Here is /usr/local/sbin/vip-down.sh script (conceptual)

#! /bin/sh
exec 2> /dev/null
/sbin/drbdadm disconnect drbd0
/sbin/drbdadm  primary drbd0 &&
/bin/mount postgres-data-folder /mnt/drbd0
/sbin/ip addr add 10.1.2.70/24 dev eth2
/sbin/service postgres start &&
/usr/local/sbin/vipmon.sh &
touch /tmp/vip-up

Here is /usr/local/sbin/vip-down.sh script (conceptual)

#! /bin/sh
exec 2> /dev/null
/sbin/service postgres stop
/bin/umount -l  /dev/drbd0
/sbin/drbdadm secondary drbd0
/sbin/ip addr del 10.1.2.70/24 dev eth2
/bin/rm /tmp/vip-up
/usr/bin/killall -9 ucarp
/usr/local/sbin/vip-down.sh
kill `ps auxww | grep vipmon | awk '{print $2}'`

All you need to do is setup pg_hba.conf to make sure all users come via 10.1.2.70

Essentially, vip-up performs this sequence

  • Have DRBD go Primary
  • Mount postgres data folder on /dev/drbd0
  • Startup postgres
  • start vipmon process

Contrawise, vip-down performs this sequence

  • Shutdown postgres
  • unount /dev/drbd0
  • Have DRBD go Secondary

What about vipmon.sh?
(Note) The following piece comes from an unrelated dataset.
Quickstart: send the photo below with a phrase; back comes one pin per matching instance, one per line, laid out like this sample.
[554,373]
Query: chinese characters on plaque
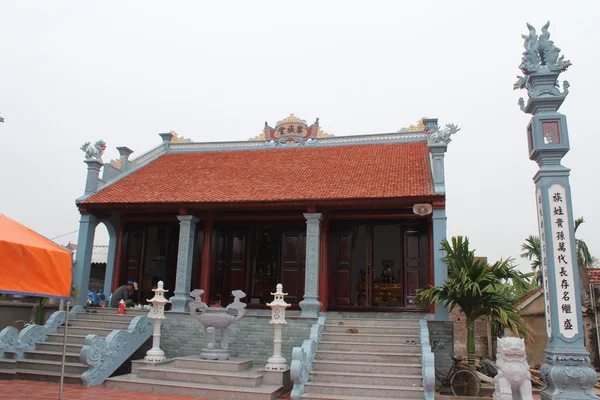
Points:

You could script that to check, in an indefinite loop, the state of postgres (it is running), check the DRBD device (can you still write to the posts data folder)

With this setup, you have postgres on the DRBD Primary and a disk level copy of the postgres data folder on the other DBServer (the DRBD Secondary). postgres is not running on the DRBD Secondary.
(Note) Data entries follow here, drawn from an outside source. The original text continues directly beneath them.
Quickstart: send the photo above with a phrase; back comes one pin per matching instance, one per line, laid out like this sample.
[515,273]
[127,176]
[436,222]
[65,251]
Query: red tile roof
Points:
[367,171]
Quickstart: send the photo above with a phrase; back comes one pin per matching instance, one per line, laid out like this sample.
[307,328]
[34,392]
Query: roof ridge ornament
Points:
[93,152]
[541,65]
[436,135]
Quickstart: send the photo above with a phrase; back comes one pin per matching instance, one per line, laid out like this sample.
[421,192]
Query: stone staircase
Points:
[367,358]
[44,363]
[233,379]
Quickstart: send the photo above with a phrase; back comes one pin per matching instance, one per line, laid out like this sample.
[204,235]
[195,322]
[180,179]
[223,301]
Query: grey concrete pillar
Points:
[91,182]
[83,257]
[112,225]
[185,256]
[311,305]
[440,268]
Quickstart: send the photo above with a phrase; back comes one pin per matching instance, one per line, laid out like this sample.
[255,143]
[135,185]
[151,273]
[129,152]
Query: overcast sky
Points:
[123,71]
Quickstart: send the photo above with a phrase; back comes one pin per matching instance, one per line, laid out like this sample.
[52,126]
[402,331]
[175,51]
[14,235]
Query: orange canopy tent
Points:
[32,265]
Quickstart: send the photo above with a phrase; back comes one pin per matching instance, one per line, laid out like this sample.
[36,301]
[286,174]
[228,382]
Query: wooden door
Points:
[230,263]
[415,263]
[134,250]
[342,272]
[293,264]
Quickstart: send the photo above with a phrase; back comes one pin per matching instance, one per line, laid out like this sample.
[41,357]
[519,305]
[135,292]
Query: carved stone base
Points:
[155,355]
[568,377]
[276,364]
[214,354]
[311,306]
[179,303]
When a failover happens, you just need time for ucarp to detect is is safe to mount the postgres data, startup postgres, and acivate the vipmon script.

What great about this setup is that in the event of a failover, the DBServer that becomes DRBD Primary should have a 100% disk level copy of the server you failed away from. Thus starting postgres should level you at a consistent state. The transaction logs (in pg_xlog) should be in tact (less the intermittency due to failover)

I hope these suggestions help. Although I am a MySQL DBA, I use MySQL and DRBD at my employer's web hosting company on a regular basis. I installed MySQL/DRBD in the aforementioned manner. I did this once for a client using PostgreSQL/DRBD. It works great. It's Open Source. You just need to perform due diligence in learning DRBD and ucarp. This would include reconnecting DRBD after a failover, handling split brain scenario where both DB Servers go Primary, and things like these.